Re-identification of Familial Database Records

Bradley Malin 1
PMCID: PMC1839550  PMID: 17238396

Abstract

Many genome-based research projects include familial relationships, such as pedigrees, with genomic data records. To protect anonymity when sharing family information, data holders remove, or encode, explicit identifiers (e.g. personal name). In this paper, however, we introduce IdentiFamily, a software program that can link de-identified family relations to named people. The program extracts genealogical knowledge from publicly available records and ascertains the re-identification risk for specific family relations. We find robust genealogies on current populations can be extracted from online sources, such as newspaper obituaries and death records. We evaluate IdentiFamily on real world data for a state’s capital city and demonstrate unique identifiability for approximately 70% of the population. IdentiFamily provides organizations with a tool to evaluate the anonymity of pedigrees prior to disclosure and design formal privacy protection techniques.

INTRODUCTION

Medical genetics and bioinformatics are coalescing to support advances in genotype-phenotype relations, gene discovery, and therapeutics development.1 Until recently, biomedical researchers conducted highly specialized gene hunting expeditions to discover and map the genomic regions that influence clinically-observable disorders. In such ventures, researchers analyzed the clinical records and genomic sequences of large families. The integration of clinical-genomic analyses proved to be quite successful and has facilitated the discovery of many disease-related genes. For example, through these models, the Huntington’s Disease gene was mapped in a Venezuelan family.2

In today’s society, decreasing costs in DNA sequencing technology, digital storage, and data processing enable biomedical researchers to conduct exploratory expeditions with statistical sophistication rivaling their specialized predecessors. As a result, research agendas have broadened and now investigate how genomic variation influences complex traits, such as pharmacokinetic response and clinical severity.
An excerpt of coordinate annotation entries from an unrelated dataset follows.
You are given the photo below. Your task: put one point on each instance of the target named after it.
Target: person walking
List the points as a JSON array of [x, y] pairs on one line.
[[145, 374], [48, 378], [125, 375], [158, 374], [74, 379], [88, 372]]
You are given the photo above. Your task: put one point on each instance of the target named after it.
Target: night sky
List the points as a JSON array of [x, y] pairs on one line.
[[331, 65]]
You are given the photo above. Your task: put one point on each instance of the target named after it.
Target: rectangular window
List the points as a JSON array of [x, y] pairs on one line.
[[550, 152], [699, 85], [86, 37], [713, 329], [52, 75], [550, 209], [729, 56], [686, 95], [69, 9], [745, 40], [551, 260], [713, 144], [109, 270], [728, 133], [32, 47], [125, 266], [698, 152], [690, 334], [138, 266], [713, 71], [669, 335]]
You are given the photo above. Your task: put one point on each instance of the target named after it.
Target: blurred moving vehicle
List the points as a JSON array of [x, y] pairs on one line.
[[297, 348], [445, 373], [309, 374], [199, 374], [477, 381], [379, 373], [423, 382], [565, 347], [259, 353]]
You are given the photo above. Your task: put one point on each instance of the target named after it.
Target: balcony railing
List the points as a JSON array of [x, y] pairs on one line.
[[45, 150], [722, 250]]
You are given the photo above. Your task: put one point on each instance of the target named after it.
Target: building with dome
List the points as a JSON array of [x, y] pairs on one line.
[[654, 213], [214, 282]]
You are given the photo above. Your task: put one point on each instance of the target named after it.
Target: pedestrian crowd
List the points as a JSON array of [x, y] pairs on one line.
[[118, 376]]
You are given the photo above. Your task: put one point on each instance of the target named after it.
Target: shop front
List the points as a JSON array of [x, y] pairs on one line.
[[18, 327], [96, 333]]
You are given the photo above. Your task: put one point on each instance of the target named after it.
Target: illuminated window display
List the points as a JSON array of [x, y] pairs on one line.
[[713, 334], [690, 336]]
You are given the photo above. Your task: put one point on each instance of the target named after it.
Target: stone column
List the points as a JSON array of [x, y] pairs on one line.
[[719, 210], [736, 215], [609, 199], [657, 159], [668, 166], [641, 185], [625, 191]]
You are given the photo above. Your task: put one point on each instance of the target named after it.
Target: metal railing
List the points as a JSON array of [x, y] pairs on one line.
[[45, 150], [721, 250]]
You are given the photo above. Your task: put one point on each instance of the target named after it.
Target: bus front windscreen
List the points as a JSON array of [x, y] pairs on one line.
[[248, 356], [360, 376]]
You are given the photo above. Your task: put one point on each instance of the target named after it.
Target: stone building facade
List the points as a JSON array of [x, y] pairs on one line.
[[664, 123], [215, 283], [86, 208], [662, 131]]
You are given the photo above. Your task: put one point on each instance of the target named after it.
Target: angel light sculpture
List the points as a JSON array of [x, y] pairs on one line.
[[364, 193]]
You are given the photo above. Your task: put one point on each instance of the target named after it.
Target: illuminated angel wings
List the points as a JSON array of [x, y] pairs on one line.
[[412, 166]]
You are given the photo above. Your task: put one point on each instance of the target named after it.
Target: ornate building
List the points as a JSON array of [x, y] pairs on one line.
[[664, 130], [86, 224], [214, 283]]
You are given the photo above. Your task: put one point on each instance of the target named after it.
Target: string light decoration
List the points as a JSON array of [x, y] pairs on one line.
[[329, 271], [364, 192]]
The ability to capture and study mass quantities of detailed biomedical information has made personalized genomics research a reality. Health records systems integrate genomic data and familial information into databases of patient-specific health information.3 Many organizations want to share or license their collections for various endeavors, from public use to for-profit projects. However, to disclose personal health information, the identities of the individuals to whom the genomic and clinical records correspond must be protected. This is necessary to maintain healthy doctor-patient relationships, as well as satisfy legal requirements, such as the HIPAA Privacy Rule.4

A number of privacy protection technologies have been proposed for genomic records. Many systems use de-identification strategies that rely on recoding and encryption of explicit identifiers (e.g. personal name, social security number, etc.). Yet, when family relations are disclosed, such as in the form of a pedigree, the potential exists for a serious privacy violation. This is because family relations reside in various formats external to the de-identified data.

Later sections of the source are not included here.